LOS ANGELES (CN) — California on Tuesday defended its voter-approved congressional district map as a purely partisan gerrymander against the Republican claim that it was an unlawful, racially motivated attempt to benefit Hispanic voters.
At the second day of an evidentiary hearing before a trio of federal judges in Los Angeles, the state’s expert witness Bernard Grofman, a redistricting specialist at UC Irvine, testified that the Proposition 50 map — approved by voters last month with the goal of giving Democrats five more seats in the U.S. House of Representatives — was a classic case of partisan gerrymandering.
“I have no doubt in my mind that this was partisan gerrymandering,” Grofman told the court. “The evidence of racial preponderance is weak to nonexistent.”
The California Republican Party joined by the Trump administration are seeking a preliminary injunction to stop the state’s new map from being used in next year’s midterm elections.
They will need to convince the court that new electoral map was motivated more by racial consideration rather than partisan or political ones, even though California Governor Gavin Newsom and other state politicians have said they sought to add more Democratic seats in Congress in response to Texas adding more Republican seats.
While racial gerrymandering — where race is the predominant incentive in creating voting districts — is largely unconstitutional unless there are compelling reasons under the U.S. Voting Rights Act to ensure minority groups can elect representatives of their choice, the U.S. Supreme Court has washed its hands of partisan gerrymandering disputes.
This has left states free to create voting maps that benefit the party that controls a state’s legislature.
California’s map used traditional gerrymandering tools to increase the likelihood that more Democrats will be elected to Congress by “cracking” and “packing” districts now held by Republican representatives, Grofman said.
Out of the nine congressional districts in California now held by Republicans, he said, five were cracked such that Republican voters were removed from them and Democratic voters added.
“They were chopped to bits,” Grofman told the court. “That’s what cracking means.”
The four remaining Republican districts were packed by adding more Republican voters in them, he said. In addition, vulnerable Democratic districts had additional blue voters added to them either from safe Democratic districts or from districts that previously had a Republican majority.
“The tools of partisan gerrymandering have been used in a way that you would expect them to be,” Grofman testified.
On Monday, Sean Trende, a senior election analyst with the conservative political news site RealClearPolitics, told the court that the new border of California’s 13th Congressional District, a swing district that voted for Trump last year, revealed that the state’s mapmaker was more concerned with adding Hispanic voters to the district than Democratic ones.
Comparing demographic maps that showed Democratic voters and Hispanic voters, Trende said some of the unusual shapes of the new district map can only be explained by the mapmaker wanting to include heavily Hispanic blocks around the city of Stockton in the district while ignoring heavily Democratic blocks.

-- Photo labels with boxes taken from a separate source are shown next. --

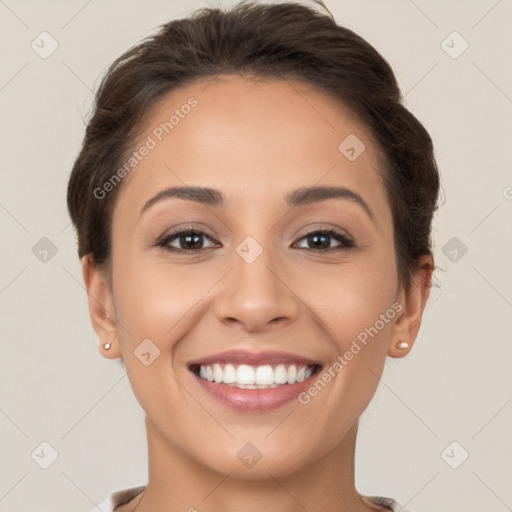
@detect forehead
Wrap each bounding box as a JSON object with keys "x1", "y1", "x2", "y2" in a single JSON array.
[{"x1": 116, "y1": 75, "x2": 385, "y2": 218}]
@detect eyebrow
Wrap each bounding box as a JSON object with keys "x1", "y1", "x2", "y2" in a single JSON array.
[{"x1": 140, "y1": 186, "x2": 375, "y2": 222}]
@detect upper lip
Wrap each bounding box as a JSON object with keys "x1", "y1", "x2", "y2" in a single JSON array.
[{"x1": 188, "y1": 350, "x2": 321, "y2": 367}]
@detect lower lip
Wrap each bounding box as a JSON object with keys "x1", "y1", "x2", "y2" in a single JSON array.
[{"x1": 191, "y1": 370, "x2": 321, "y2": 412}]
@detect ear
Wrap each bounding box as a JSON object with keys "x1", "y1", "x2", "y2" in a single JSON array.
[
  {"x1": 82, "y1": 255, "x2": 121, "y2": 359},
  {"x1": 388, "y1": 255, "x2": 434, "y2": 357}
]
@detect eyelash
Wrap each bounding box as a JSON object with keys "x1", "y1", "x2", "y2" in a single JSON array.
[{"x1": 155, "y1": 228, "x2": 355, "y2": 253}]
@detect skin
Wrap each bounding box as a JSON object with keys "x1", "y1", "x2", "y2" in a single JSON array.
[{"x1": 82, "y1": 75, "x2": 432, "y2": 512}]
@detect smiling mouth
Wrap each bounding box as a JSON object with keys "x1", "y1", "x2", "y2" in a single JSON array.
[{"x1": 189, "y1": 363, "x2": 322, "y2": 389}]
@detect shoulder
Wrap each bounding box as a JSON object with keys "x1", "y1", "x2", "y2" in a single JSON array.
[
  {"x1": 364, "y1": 496, "x2": 413, "y2": 512},
  {"x1": 87, "y1": 485, "x2": 146, "y2": 512}
]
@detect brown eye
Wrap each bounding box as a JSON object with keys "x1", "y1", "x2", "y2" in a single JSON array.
[
  {"x1": 294, "y1": 229, "x2": 354, "y2": 251},
  {"x1": 158, "y1": 229, "x2": 217, "y2": 252}
]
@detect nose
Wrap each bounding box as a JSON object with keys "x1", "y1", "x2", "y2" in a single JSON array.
[{"x1": 216, "y1": 242, "x2": 299, "y2": 333}]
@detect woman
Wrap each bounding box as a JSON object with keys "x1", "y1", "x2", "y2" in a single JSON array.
[{"x1": 68, "y1": 3, "x2": 439, "y2": 512}]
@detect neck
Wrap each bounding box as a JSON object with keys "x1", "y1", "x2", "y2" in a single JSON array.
[{"x1": 134, "y1": 417, "x2": 372, "y2": 512}]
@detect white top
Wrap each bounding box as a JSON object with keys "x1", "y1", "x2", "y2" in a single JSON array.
[{"x1": 87, "y1": 485, "x2": 413, "y2": 512}]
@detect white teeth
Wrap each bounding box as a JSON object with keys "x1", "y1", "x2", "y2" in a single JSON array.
[
  {"x1": 236, "y1": 364, "x2": 255, "y2": 384},
  {"x1": 223, "y1": 364, "x2": 236, "y2": 384},
  {"x1": 192, "y1": 363, "x2": 313, "y2": 389},
  {"x1": 256, "y1": 364, "x2": 274, "y2": 386},
  {"x1": 274, "y1": 364, "x2": 288, "y2": 384}
]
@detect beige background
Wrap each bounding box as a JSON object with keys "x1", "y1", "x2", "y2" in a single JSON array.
[{"x1": 0, "y1": 0, "x2": 512, "y2": 512}]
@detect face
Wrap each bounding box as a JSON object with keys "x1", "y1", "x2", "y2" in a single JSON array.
[{"x1": 87, "y1": 76, "x2": 424, "y2": 478}]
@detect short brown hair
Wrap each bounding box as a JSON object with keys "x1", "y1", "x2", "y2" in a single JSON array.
[{"x1": 67, "y1": 0, "x2": 439, "y2": 290}]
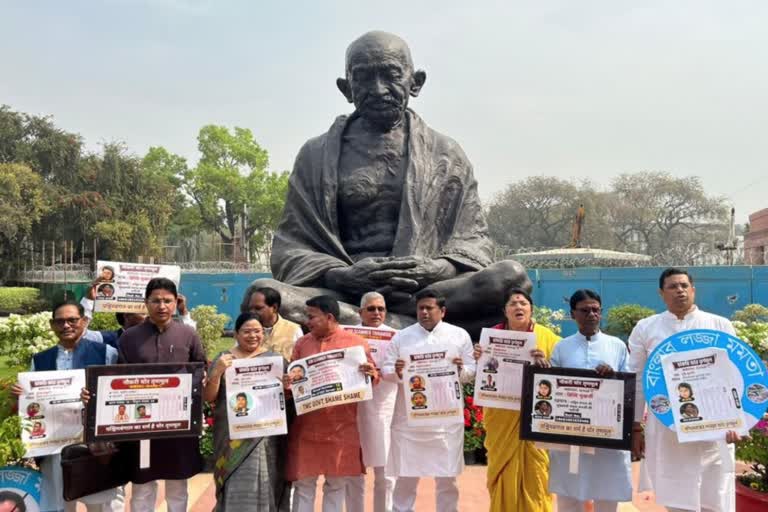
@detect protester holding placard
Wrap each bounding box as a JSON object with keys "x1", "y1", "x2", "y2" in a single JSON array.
[
  {"x1": 12, "y1": 301, "x2": 124, "y2": 511},
  {"x1": 474, "y1": 288, "x2": 560, "y2": 512},
  {"x1": 382, "y1": 289, "x2": 476, "y2": 512},
  {"x1": 347, "y1": 292, "x2": 397, "y2": 512},
  {"x1": 286, "y1": 295, "x2": 378, "y2": 512},
  {"x1": 203, "y1": 313, "x2": 291, "y2": 512},
  {"x1": 108, "y1": 277, "x2": 206, "y2": 512},
  {"x1": 537, "y1": 290, "x2": 632, "y2": 512},
  {"x1": 629, "y1": 268, "x2": 740, "y2": 512}
]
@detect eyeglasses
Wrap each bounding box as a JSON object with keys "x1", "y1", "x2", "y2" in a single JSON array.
[
  {"x1": 53, "y1": 316, "x2": 82, "y2": 327},
  {"x1": 149, "y1": 299, "x2": 176, "y2": 306}
]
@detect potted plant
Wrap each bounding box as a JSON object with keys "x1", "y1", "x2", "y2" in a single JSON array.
[
  {"x1": 463, "y1": 384, "x2": 486, "y2": 464},
  {"x1": 736, "y1": 414, "x2": 768, "y2": 512}
]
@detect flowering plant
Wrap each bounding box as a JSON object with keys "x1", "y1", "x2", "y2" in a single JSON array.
[
  {"x1": 463, "y1": 383, "x2": 485, "y2": 452},
  {"x1": 0, "y1": 312, "x2": 57, "y2": 368},
  {"x1": 736, "y1": 414, "x2": 768, "y2": 493}
]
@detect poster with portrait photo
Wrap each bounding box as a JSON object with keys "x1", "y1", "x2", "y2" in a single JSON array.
[
  {"x1": 94, "y1": 261, "x2": 181, "y2": 313},
  {"x1": 661, "y1": 348, "x2": 747, "y2": 443},
  {"x1": 401, "y1": 345, "x2": 464, "y2": 426},
  {"x1": 17, "y1": 370, "x2": 85, "y2": 457},
  {"x1": 85, "y1": 363, "x2": 204, "y2": 443},
  {"x1": 287, "y1": 346, "x2": 373, "y2": 416},
  {"x1": 474, "y1": 329, "x2": 536, "y2": 411},
  {"x1": 224, "y1": 356, "x2": 288, "y2": 439},
  {"x1": 520, "y1": 365, "x2": 635, "y2": 450}
]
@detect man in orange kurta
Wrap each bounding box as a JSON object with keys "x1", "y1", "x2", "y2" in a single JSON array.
[{"x1": 286, "y1": 295, "x2": 378, "y2": 512}]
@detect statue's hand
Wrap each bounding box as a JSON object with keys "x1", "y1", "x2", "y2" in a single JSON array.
[
  {"x1": 369, "y1": 256, "x2": 456, "y2": 292},
  {"x1": 325, "y1": 257, "x2": 391, "y2": 295}
]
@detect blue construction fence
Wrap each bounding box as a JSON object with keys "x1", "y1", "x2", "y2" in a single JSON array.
[{"x1": 181, "y1": 266, "x2": 768, "y2": 335}]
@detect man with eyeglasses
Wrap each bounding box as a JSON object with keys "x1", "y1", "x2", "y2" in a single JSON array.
[
  {"x1": 549, "y1": 290, "x2": 632, "y2": 512},
  {"x1": 103, "y1": 277, "x2": 206, "y2": 512},
  {"x1": 240, "y1": 286, "x2": 304, "y2": 361},
  {"x1": 629, "y1": 268, "x2": 740, "y2": 512},
  {"x1": 11, "y1": 301, "x2": 124, "y2": 512},
  {"x1": 347, "y1": 292, "x2": 397, "y2": 512}
]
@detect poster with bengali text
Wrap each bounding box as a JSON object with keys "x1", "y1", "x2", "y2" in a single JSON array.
[
  {"x1": 520, "y1": 365, "x2": 635, "y2": 450},
  {"x1": 342, "y1": 325, "x2": 397, "y2": 368},
  {"x1": 661, "y1": 348, "x2": 748, "y2": 443},
  {"x1": 474, "y1": 329, "x2": 536, "y2": 411},
  {"x1": 401, "y1": 345, "x2": 464, "y2": 426},
  {"x1": 288, "y1": 346, "x2": 373, "y2": 416},
  {"x1": 94, "y1": 261, "x2": 181, "y2": 313},
  {"x1": 224, "y1": 356, "x2": 288, "y2": 439},
  {"x1": 18, "y1": 370, "x2": 85, "y2": 457}
]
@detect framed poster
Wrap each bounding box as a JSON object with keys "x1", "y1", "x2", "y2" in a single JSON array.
[
  {"x1": 642, "y1": 329, "x2": 768, "y2": 443},
  {"x1": 85, "y1": 363, "x2": 204, "y2": 443},
  {"x1": 520, "y1": 364, "x2": 635, "y2": 450},
  {"x1": 94, "y1": 261, "x2": 181, "y2": 313}
]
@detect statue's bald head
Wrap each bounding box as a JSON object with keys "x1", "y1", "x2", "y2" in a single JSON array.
[
  {"x1": 336, "y1": 31, "x2": 427, "y2": 131},
  {"x1": 345, "y1": 30, "x2": 413, "y2": 73}
]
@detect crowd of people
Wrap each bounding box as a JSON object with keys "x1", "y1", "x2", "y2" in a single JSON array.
[{"x1": 14, "y1": 268, "x2": 752, "y2": 512}]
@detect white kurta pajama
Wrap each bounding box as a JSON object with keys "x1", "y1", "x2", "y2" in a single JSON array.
[
  {"x1": 347, "y1": 324, "x2": 398, "y2": 512},
  {"x1": 382, "y1": 322, "x2": 476, "y2": 512},
  {"x1": 629, "y1": 306, "x2": 736, "y2": 512},
  {"x1": 549, "y1": 332, "x2": 632, "y2": 511}
]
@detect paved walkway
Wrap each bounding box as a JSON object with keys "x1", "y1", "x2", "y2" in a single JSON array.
[{"x1": 109, "y1": 464, "x2": 666, "y2": 512}]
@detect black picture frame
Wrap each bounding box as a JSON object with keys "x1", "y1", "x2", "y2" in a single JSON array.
[
  {"x1": 520, "y1": 364, "x2": 636, "y2": 450},
  {"x1": 85, "y1": 363, "x2": 205, "y2": 443}
]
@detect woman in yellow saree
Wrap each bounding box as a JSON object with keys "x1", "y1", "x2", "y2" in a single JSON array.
[{"x1": 475, "y1": 289, "x2": 560, "y2": 512}]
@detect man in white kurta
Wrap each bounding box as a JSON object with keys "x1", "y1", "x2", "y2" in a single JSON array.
[
  {"x1": 629, "y1": 269, "x2": 736, "y2": 512},
  {"x1": 382, "y1": 290, "x2": 476, "y2": 512},
  {"x1": 347, "y1": 292, "x2": 398, "y2": 512},
  {"x1": 549, "y1": 290, "x2": 632, "y2": 512}
]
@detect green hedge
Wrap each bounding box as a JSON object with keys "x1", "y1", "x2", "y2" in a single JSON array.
[{"x1": 0, "y1": 287, "x2": 48, "y2": 315}]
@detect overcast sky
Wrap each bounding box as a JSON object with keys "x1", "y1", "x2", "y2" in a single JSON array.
[{"x1": 0, "y1": 0, "x2": 768, "y2": 222}]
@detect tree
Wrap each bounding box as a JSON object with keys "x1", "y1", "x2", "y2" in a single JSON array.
[
  {"x1": 610, "y1": 172, "x2": 728, "y2": 265},
  {"x1": 486, "y1": 176, "x2": 611, "y2": 252},
  {"x1": 183, "y1": 125, "x2": 288, "y2": 264},
  {"x1": 0, "y1": 164, "x2": 50, "y2": 281}
]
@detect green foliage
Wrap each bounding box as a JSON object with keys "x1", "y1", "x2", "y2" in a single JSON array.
[
  {"x1": 88, "y1": 313, "x2": 120, "y2": 331},
  {"x1": 0, "y1": 287, "x2": 45, "y2": 314},
  {"x1": 183, "y1": 125, "x2": 288, "y2": 255},
  {"x1": 533, "y1": 306, "x2": 565, "y2": 336},
  {"x1": 736, "y1": 415, "x2": 768, "y2": 492},
  {"x1": 0, "y1": 312, "x2": 58, "y2": 370},
  {"x1": 462, "y1": 383, "x2": 485, "y2": 452},
  {"x1": 605, "y1": 304, "x2": 655, "y2": 339},
  {"x1": 190, "y1": 306, "x2": 229, "y2": 354},
  {"x1": 0, "y1": 415, "x2": 26, "y2": 467}
]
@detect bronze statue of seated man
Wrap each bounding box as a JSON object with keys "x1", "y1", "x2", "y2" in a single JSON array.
[{"x1": 255, "y1": 32, "x2": 531, "y2": 331}]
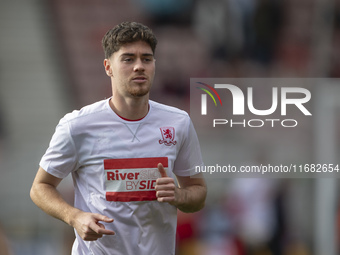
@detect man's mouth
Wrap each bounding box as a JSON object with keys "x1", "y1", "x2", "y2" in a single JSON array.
[{"x1": 132, "y1": 76, "x2": 147, "y2": 82}]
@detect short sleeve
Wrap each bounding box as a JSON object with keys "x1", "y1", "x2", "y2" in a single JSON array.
[
  {"x1": 40, "y1": 119, "x2": 77, "y2": 178},
  {"x1": 173, "y1": 118, "x2": 203, "y2": 176}
]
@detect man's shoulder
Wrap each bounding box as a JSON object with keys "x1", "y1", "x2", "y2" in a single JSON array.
[
  {"x1": 62, "y1": 99, "x2": 108, "y2": 122},
  {"x1": 150, "y1": 100, "x2": 189, "y2": 117}
]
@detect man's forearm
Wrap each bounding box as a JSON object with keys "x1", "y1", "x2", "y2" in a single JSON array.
[
  {"x1": 30, "y1": 183, "x2": 80, "y2": 226},
  {"x1": 174, "y1": 185, "x2": 207, "y2": 213}
]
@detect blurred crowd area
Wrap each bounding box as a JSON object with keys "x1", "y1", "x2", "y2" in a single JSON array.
[{"x1": 0, "y1": 0, "x2": 340, "y2": 255}]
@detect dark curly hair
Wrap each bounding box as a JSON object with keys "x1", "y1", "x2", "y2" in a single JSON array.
[{"x1": 102, "y1": 22, "x2": 157, "y2": 58}]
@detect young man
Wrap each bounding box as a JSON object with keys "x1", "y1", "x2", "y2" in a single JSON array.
[{"x1": 31, "y1": 22, "x2": 206, "y2": 255}]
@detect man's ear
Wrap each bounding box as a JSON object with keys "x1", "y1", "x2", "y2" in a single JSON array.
[{"x1": 104, "y1": 58, "x2": 112, "y2": 77}]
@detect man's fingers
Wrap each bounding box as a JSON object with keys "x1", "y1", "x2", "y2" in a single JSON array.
[
  {"x1": 94, "y1": 213, "x2": 113, "y2": 223},
  {"x1": 157, "y1": 163, "x2": 168, "y2": 177},
  {"x1": 89, "y1": 222, "x2": 115, "y2": 235}
]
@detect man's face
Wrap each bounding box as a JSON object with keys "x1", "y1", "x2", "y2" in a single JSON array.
[{"x1": 104, "y1": 41, "x2": 156, "y2": 98}]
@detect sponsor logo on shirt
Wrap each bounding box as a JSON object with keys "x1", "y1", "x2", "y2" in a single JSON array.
[
  {"x1": 159, "y1": 127, "x2": 177, "y2": 146},
  {"x1": 104, "y1": 157, "x2": 168, "y2": 202}
]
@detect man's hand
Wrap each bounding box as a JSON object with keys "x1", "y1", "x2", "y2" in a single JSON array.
[
  {"x1": 155, "y1": 163, "x2": 177, "y2": 204},
  {"x1": 72, "y1": 211, "x2": 115, "y2": 241},
  {"x1": 155, "y1": 163, "x2": 207, "y2": 213}
]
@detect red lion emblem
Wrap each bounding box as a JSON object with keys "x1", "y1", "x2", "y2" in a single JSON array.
[{"x1": 159, "y1": 127, "x2": 177, "y2": 146}]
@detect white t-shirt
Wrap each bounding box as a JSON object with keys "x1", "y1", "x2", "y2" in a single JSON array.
[{"x1": 40, "y1": 99, "x2": 203, "y2": 255}]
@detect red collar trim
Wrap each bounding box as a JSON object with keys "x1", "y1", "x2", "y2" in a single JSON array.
[{"x1": 116, "y1": 113, "x2": 146, "y2": 121}]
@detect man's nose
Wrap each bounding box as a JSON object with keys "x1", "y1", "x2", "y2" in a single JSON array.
[{"x1": 133, "y1": 59, "x2": 145, "y2": 72}]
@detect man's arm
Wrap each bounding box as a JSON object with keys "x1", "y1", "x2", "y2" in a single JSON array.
[
  {"x1": 30, "y1": 167, "x2": 114, "y2": 241},
  {"x1": 155, "y1": 164, "x2": 207, "y2": 213}
]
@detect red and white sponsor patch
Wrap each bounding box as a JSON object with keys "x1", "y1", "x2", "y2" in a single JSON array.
[{"x1": 104, "y1": 157, "x2": 168, "y2": 202}]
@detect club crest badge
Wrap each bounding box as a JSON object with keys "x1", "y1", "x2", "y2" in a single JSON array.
[{"x1": 159, "y1": 127, "x2": 177, "y2": 146}]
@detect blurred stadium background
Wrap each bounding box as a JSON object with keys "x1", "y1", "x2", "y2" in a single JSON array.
[{"x1": 0, "y1": 0, "x2": 340, "y2": 255}]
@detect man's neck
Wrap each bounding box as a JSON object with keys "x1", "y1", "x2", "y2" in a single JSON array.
[{"x1": 110, "y1": 96, "x2": 149, "y2": 120}]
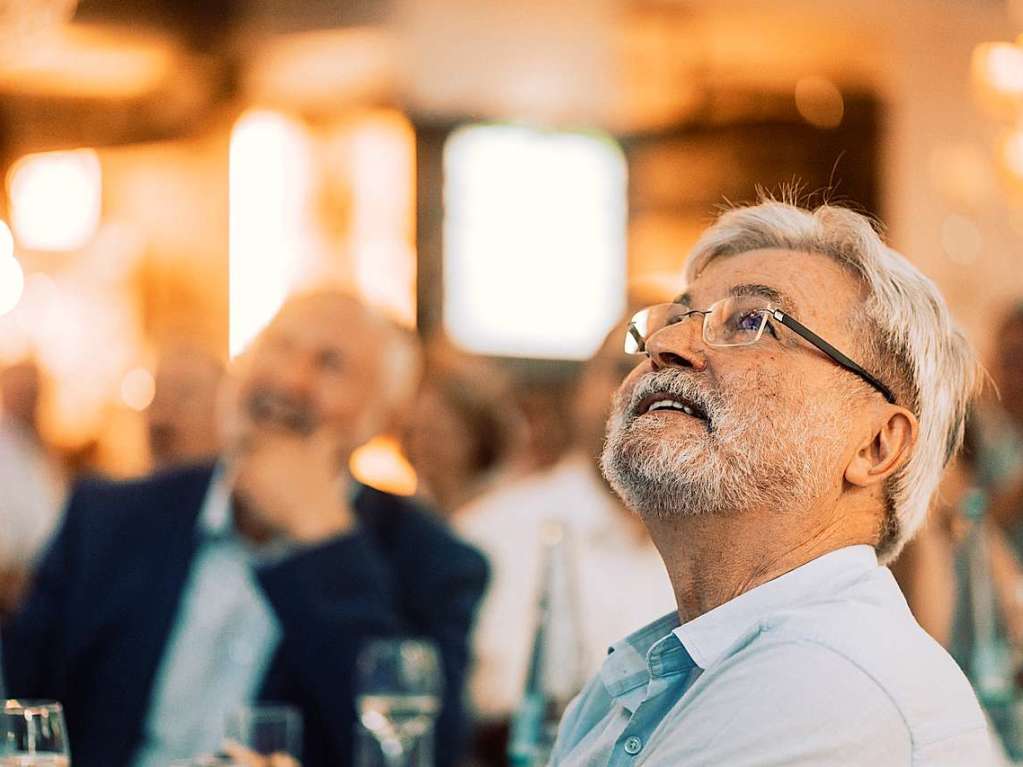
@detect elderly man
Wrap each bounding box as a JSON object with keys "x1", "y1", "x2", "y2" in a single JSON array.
[
  {"x1": 145, "y1": 343, "x2": 224, "y2": 470},
  {"x1": 4, "y1": 292, "x2": 486, "y2": 767},
  {"x1": 552, "y1": 202, "x2": 988, "y2": 767}
]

Grofman, however, argued that the only way to add more Democratic voters to District 13 was to go north and add a chunk of Stockton, a mixed race city, which invariably meant that more Hispanic voters would be added. At the same time, he said, the mapmaker had to be cautious not to remove too many Democratic voters from neighboring District 9.
Given that a large chunk of Hispanic voters in California tend to vote Democratic, it wasn’t surprising that, to increase the number of Democratic voters in a district with racially mixed communities, more Hispanics voters got added, according to Grofman.
Whether race or politics predominated in the drawing of the state’s new voting districts will be up to U.S. Circuit Judge Kenneth Lee, a Donald Trump appointee, U.S. District Judge Josephine Staton, a Barack Obama appointee, and U.S. District Judge Wesley Hsu, a Joe Biden appointee.
The Republican bid to invalidate California’s redistricting might have been made more difficult by the Supreme Court’s decision earlier this month to rebuff a similar challenge to Texas’ redistricting.
Over the dissents of the three liberal justices, the conservative majority reprimanded a lower court for throwing out Texas’ newly minted map “on the eve of an election.”
“The district court improperly inserted itself into an active primary campaign, causing much confusion and upsetting the delicate federal-state balance in elections,” the court wrote in an unsigned order.